The 2.0 version of the game is now live on google play. It has a bit more evolved gameplay than the 1.0 version and a rock soundtrack of quite low quality.
Now I will keep my eyes on my analytics to see if this appeals to anyone at all, fix issues and enhance if needed. Who knows, there might even be an iOS version of there is enough of people playing it on Android. But the goal with the game is the same as before. I do this for learning.
There will be updates. Possibly the music will be changed, the Facebook integration is very rudimentary, perhaps a google play integration would be a good thing, overlay screen showing when a new monster has been unlocked should be made, sound effects added and so on.
After I made Lovur I experimented with some HTML5 frameworks for game development. I have always liked writing games but I’ve normally got stuck somewhere in sprite-handling routines and level editors but with these tools it was amazingly simple to prototype games.
Using the MellonJs HTML5 engine I prototyped two simple games in a few hours. That’s two playable games. I was intrigued by the efficiency of developing and of course I tried the games using Cordova on a recent Android phone and I got disappointed.
As nice and fast it was to develop in this environment the results on smartphone were quite bad.
I tried both games both using Cordova and also using crosswalk and CocoonJS for greater speed.

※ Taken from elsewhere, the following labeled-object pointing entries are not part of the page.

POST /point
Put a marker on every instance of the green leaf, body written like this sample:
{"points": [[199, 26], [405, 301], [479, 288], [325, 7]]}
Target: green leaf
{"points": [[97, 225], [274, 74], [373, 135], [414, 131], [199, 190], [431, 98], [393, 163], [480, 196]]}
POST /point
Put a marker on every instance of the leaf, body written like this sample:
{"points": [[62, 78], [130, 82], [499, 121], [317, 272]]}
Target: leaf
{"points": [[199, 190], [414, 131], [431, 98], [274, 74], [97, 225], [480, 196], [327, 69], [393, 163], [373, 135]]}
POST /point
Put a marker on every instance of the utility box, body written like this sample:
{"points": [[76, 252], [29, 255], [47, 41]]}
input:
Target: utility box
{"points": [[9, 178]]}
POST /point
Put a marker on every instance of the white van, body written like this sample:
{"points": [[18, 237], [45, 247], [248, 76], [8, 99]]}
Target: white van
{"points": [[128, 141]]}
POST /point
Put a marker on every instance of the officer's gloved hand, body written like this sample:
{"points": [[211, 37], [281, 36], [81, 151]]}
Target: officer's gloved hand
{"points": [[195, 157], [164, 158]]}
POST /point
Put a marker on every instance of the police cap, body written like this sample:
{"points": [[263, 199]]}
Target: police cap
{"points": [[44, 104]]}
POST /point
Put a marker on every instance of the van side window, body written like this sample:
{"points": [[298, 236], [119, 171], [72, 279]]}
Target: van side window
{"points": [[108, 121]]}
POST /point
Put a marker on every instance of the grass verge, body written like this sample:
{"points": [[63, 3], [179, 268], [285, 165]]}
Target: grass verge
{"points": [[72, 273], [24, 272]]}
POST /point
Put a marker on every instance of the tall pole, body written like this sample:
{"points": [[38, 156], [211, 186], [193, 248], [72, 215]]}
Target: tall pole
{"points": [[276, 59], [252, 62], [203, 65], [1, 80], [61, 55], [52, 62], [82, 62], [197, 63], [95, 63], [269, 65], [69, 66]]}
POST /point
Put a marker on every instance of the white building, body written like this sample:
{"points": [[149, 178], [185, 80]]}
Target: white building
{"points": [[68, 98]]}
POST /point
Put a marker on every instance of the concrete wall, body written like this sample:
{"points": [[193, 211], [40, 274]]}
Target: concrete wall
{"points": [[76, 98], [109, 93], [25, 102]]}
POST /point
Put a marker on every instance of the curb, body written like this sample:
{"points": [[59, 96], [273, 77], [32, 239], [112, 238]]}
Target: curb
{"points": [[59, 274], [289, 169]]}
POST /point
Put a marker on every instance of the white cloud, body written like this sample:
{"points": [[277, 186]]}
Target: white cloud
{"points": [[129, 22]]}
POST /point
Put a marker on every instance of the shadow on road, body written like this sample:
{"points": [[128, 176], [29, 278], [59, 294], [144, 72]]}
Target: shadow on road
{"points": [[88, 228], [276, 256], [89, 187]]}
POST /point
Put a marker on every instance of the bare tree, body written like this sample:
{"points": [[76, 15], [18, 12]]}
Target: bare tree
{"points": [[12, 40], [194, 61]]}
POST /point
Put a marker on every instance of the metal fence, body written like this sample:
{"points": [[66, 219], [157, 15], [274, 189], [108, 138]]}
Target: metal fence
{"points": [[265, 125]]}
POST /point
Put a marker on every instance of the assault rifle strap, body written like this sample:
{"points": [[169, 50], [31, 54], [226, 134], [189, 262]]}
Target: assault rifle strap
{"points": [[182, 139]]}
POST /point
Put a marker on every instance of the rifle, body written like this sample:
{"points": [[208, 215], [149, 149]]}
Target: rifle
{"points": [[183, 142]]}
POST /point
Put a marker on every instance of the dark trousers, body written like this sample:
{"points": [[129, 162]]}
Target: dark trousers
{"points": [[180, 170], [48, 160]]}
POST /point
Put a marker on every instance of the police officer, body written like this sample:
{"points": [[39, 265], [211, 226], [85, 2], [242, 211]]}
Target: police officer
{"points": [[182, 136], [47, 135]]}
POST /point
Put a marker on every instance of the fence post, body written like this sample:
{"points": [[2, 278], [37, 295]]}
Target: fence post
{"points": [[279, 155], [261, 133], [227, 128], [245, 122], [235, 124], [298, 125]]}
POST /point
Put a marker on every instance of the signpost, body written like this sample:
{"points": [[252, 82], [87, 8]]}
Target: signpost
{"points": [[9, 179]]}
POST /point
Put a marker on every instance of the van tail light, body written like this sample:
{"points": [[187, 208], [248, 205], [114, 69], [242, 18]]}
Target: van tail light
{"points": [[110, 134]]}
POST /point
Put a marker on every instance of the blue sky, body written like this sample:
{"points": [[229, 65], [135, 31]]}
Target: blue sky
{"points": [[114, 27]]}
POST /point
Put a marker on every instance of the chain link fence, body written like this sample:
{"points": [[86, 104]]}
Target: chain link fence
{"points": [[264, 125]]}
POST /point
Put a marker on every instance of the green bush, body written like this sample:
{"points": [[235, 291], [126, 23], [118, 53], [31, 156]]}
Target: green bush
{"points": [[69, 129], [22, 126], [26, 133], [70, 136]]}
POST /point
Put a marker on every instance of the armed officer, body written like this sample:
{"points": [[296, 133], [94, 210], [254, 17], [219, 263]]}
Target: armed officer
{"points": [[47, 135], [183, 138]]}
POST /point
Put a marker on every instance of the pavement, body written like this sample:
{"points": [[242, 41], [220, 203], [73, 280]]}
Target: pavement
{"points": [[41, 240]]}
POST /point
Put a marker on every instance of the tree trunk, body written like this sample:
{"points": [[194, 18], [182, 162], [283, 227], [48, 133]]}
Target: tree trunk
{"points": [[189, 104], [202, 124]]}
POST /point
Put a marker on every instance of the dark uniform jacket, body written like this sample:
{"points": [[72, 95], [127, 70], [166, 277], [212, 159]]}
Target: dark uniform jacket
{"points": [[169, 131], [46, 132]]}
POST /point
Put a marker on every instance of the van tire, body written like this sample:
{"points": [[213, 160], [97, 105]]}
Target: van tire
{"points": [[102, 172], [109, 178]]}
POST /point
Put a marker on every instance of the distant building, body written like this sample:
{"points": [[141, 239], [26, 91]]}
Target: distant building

I also tried re-implementing both games using Phaser (remember that I’m still writing about small prototypes of games).
To sum it up. Both games where jerky as normal Cordova builds, not reaching anywhere near 60 fps. With Crosswalk and CocoonJS they were playable, but at a high cost in file size and then just barely playable. I figured that if I would add any logic the playability would suffer. So I tried LibGDX.
I implemented both prototypes in LibGDX, this time taking a bit longer time than the HTML5 variants of course but with more control. The results where really smooth (I only tried on Android) and the development environment quite nice so I decided to continue working on the games a bit. After all, I have a few game ideas I would like to implement, but before I can do that I have to learn. Fallur is a place for me to learn.
I released it before christmas 2014, a bit ahead of time. The game isn’t ready, but it is playable (well, up to level 20, then it gets a bit too hard.. and perhaps a bit boring). I rushed it out since I had made a christmas theme for the game. The game will be re-themed later on and the game play will evolve.
As I am only doing this for my own sake and for learning I have no problem releasing an unfinished product on the world like this. Also, that is the reason the game is only available on Android. I will be updating it and that is simple and fast on Google Play. Also, as I will be evolving the game play and graphics (experimenting) I don’t have time to maintain different versions for different platforms even if the very nice LibGDX would make that possible.
Anyhow, I hope someone is enjoying the game despite it being in the state it is 🙂
There is so much in a picture and a message.
I’ve run two ads on Facebook. One for End and one for Supernatural Temptation. The one for End is getting alot of plays while the otherone isn’t. End is targetted at people with complicated relation status and has a picture that is clearly pointing at marriage issues (the same as below in the soundcloud image)
The one for supernatural was pointed to general hipsters that like independent music with an image that really conveys no message at all. It shouldn’t have come as a surprise that the ad for Supernatural was basically just waste of money as it did’t engage the viewer.
Lesson learned: There is no shortcut to real plays.